Há algo estranho no reino da Dinamarca. Parafrasear Willian Shakespeare franklinem uma das mais célebres fases da sua Hamlet – nessa versão o vocábulo estranho substitui, por mero capricho, podre – é algo imperioso.

Duas semanas atrás, toda a grande mídia brasileira alardeava, com satisfação incontida, que o Exame Nacional do Ensino Médio – ENEM – demonstrara o fraco desempenho das escolas pública desse segmento da educação. Foi uma festa repetida como um mantra em todos os grandes jornais e sites da chamada grande imprensa.

Ontem, o Portal iG, e só ele, divulgou a seguinte manchete: Entre 50 faculdades que mais aprovaram, só 3 são privadas. A matéria trata dos dados preliminares do Exame de Ordem – o exame obrigatório que bacharéis em Direito fazem para ingressarem nos quadros da Ordem dos Advogados do Brasil e poderem advogar.

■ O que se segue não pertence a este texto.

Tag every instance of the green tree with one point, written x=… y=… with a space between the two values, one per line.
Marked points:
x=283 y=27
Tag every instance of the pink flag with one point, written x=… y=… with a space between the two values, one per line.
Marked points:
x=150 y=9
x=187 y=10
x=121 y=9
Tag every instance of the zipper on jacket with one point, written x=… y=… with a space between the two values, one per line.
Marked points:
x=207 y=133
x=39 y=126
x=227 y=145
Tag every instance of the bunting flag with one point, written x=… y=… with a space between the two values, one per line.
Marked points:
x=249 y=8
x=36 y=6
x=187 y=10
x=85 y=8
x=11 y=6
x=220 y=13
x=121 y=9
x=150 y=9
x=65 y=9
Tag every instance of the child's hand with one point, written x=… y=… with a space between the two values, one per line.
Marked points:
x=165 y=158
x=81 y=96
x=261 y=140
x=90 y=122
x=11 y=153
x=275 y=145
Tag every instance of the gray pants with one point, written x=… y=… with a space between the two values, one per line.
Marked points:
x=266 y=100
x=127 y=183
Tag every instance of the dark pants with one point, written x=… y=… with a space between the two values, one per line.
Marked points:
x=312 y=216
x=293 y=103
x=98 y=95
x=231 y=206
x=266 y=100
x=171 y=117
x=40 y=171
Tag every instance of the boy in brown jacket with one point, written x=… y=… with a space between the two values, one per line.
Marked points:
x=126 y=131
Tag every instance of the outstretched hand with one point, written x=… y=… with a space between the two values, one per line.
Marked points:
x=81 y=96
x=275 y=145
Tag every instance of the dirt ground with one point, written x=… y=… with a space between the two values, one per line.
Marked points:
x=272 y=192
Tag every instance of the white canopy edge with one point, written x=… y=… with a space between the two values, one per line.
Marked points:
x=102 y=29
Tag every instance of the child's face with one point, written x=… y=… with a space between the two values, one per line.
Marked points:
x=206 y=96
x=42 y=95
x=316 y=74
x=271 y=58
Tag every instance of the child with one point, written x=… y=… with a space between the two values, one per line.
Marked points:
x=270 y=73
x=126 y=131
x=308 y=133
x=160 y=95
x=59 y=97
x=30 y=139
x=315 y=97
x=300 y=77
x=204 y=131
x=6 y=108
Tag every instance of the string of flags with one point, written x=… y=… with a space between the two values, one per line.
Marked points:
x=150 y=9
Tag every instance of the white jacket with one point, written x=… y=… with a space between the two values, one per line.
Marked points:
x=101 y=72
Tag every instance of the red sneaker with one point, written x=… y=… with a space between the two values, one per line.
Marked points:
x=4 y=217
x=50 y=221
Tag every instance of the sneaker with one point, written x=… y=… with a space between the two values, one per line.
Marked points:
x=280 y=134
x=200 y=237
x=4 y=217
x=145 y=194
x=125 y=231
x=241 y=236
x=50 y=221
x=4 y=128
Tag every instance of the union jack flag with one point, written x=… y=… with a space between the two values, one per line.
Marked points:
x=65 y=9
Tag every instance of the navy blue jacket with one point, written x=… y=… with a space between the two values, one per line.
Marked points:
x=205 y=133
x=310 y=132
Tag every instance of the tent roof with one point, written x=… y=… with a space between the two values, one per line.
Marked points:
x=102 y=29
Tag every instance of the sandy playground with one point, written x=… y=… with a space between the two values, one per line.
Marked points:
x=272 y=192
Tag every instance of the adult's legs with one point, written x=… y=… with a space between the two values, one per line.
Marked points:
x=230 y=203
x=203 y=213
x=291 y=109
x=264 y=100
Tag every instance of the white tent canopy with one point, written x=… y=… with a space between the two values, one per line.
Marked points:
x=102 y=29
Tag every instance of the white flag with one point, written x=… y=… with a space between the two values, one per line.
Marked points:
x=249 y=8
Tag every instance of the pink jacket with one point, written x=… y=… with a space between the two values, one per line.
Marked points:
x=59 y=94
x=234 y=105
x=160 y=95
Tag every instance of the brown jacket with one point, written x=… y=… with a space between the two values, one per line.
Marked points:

Uma leitura mais detalhada demonstra que nenhuma empresa privada da educação conseguiu aprovar pelo menos 50% dos alunos delas egressos na prova da OAB e que a primeira faculdade privada do ranking nacional, aparece na 26ª colocação, com 44,59% de aprovação. A Universidade Federal de Sergipe é a primeira colocada do Brasil, com 69,44% (parabéns aos professores e alunos!).

Mesmo da análise do ENEM, escondeu-se que bom número das escolas federais voltadas ao ensino médio, nos diversos estados, encontra-se entre as primeiras colocadas na avaliação. E, esquecimento pior, na média nacional, no ENEM de 2010, os alunos da escola pública obtiveram resultados 11% melhores do que em 2009, contra um crescimento de 8% nas notas da rede privada.

Tais notícias não ganharam nenhum – absolutamente nenhum – destaque midiático, ao contrário da avaliação apressada dos especialistas de jornais.

O tratamento desigual emprestado pela grande imprensa não é despropositado. Agindo como fiandeiras, as glândulas responsáveis pela produção do material das teias das aranhas, tentam engendrar uma unidade de pensamento no grande público, envolvendo-o nos seus fios com o objetivo de lhe comer as entranhas.

O apego à desqualificação do público não é um comportamento idiossincrático na mídia dominante, decorrente do acaso, ao revés, trata-se de algo milimetricamente engendrado e uniformemente estabelecido, com objetivos claros e torpes.

Doutra banda – e no mesmo rumo – a mesma imprensa alardeia, secundada por subservientes e incautos, uma suposta fúria arrecadatória do poder público. Faz-se coro contra impostos, creditando à sua existência todos os males da humanidade.

Dedica-se, a soldo de um grupo que tenta dominar mentes e corações, a provar, despudoradamente, que os governos tiram muito dinheiro do povo e sempre gastam mal, apresentando como prova o fraco desempenho da escola pública, verbis gratia. E consegue convencer boa parcela da população crédula e os incapazes de ler criticamente a própria realidade.

Cambaleantes, pelos revezes rotineiros dos últimos tempos que desnudam a fragilidade dos argumentos do deus-mercado – ávido pelo lucro exacerbado à custa de efêmera e aparente prosperidade, mas carregado de injustiças sociais – os defensores desse Estado absenteísta não se quedaram, continuam a impregnar largamente a sociedade com o seu ideário, através dos meios de comunicação.

Por óbvio, não se pode, nem se pretende aqui, escamotear e esconder os malfeitos tão usuais nas promíscuas relações entre parte significativa dos gestores públicos e pedaço importante da iniciativa privada varejeira que financia a corrupção, sob os auspícios de olhos semicerrados de instituições encarregadas de sua punição. Entretanto, é desonesto furtar-se à sociedade a apresentação da verdade, seguindo cegamente a lógica dos interesses de grupelhos, ainda que portentosos.

Acaso não se defenda, qual leoas à sua prole, o Estado capaz de fazer ascender aos pobres, restar-se-á carpir a sorte sobre os escombros que sobrarem do poder público.